Figure 2: PA Employment vs. Employment in Israel
Source: PCBS and World Bank staff calculations
8. The government budget, which was in surplus in 1999 when the economy was growing, is expected to have a fiscal gap for recurrent and capital expenditures of around $1.8 billion in 2008. The PA has announced a Palestinian Reform and Development Plan (PRDP) to increase revenues, reduce expenditures, and introduce sector reforms to enhance efficiency. But even with these measures and assuming resumed economic growth, the fiscal gap for recurrent expenditures alone is projected to remain high, at around $1.25 billion.
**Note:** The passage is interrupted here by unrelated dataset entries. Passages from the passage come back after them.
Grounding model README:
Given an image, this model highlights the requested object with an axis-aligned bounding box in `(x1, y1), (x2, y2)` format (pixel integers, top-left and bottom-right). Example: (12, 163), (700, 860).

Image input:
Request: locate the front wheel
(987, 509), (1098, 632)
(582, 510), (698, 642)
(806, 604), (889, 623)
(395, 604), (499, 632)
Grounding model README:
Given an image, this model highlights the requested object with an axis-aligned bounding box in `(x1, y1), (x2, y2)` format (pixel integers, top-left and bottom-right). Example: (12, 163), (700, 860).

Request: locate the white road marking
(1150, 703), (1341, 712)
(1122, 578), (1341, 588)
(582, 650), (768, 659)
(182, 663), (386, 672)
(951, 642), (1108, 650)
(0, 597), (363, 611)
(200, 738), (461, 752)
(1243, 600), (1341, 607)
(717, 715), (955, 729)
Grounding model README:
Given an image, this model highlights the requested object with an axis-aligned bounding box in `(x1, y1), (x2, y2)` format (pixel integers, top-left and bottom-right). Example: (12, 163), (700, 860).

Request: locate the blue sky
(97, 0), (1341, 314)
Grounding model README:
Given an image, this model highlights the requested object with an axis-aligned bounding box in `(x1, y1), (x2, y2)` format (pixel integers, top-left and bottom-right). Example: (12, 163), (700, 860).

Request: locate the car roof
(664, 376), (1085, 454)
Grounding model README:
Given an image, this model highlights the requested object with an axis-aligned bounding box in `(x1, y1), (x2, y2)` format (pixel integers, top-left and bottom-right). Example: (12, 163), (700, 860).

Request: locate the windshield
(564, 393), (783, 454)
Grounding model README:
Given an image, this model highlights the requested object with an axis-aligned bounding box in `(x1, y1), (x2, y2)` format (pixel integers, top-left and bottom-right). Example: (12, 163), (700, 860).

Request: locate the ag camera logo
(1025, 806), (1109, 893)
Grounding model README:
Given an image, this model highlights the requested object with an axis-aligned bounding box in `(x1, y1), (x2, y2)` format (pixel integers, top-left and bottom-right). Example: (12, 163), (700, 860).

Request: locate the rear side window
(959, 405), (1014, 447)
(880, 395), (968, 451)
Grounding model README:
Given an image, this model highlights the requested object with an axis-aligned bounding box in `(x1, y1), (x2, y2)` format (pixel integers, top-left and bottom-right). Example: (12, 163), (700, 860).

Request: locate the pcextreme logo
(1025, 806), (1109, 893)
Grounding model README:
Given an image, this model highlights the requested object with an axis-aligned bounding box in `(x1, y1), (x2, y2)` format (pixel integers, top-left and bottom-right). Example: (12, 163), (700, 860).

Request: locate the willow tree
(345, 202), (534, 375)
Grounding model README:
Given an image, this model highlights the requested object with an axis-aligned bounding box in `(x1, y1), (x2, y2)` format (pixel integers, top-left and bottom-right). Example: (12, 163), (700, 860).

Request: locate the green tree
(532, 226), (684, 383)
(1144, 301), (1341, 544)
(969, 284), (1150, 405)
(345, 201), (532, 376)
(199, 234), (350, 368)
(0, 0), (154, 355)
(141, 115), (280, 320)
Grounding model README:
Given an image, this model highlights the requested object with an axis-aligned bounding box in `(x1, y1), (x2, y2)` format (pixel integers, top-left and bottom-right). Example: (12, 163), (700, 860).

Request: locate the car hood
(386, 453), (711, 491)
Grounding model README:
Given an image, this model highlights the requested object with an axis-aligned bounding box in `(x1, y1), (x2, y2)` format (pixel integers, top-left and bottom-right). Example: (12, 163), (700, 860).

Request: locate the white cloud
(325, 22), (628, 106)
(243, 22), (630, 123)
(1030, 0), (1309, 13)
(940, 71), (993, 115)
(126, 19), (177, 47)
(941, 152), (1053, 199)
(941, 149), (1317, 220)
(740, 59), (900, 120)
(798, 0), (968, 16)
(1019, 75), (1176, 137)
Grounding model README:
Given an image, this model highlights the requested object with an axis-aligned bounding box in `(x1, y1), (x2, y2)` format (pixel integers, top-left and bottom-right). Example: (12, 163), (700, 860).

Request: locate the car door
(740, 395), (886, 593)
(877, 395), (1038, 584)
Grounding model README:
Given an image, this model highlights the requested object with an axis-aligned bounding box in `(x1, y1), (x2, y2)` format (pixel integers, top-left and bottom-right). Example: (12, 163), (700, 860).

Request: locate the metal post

9. In addition to PA reforms, the defining factors for the WB&G economy remain settlement growth and movement and access restrictions related to Israeli security concerns, which have fragmented the economy into disconnected cantons. In the West Bank, the number of checkpoints increased from 376 in August 2005 to 580 in early 2008. There are currently 149 settlements in the West Bank, including East Jerusalem, and roughly 100 outposts that lack Israeli government approval. The Settlement population has risen to approximately 450,000, 63% more than during the Oslo Accord period in 1993. Some 38% of the West Bank has been confiscated for current or future settlements, outposts, closed military areas, municipal boundaries, and settlement regional jurisdiction. Palestinians without special permits are restricted from important agricultural areas in the Jordan valley, and producers are cutoff from the East Jerusalem market. Recently, the GoI has established five crossing points along the Separation Barrier to transfer commercial goods between Israel and the West Bank. The crossing points use a back-to-back cargo transfer system similar to the one for crossing into Gaza. With over 95% of Palestinian trade being through or destined to Israel, these crossings are unlikely to accommodate the current volume of traffic between Israel and the West Bank without creating additional delays and costs. Given this difficult environment, the chances of WB&G to achieve most of the Millennium Development Goals (MDGs) by 2015 have become a major challenge (Box 1).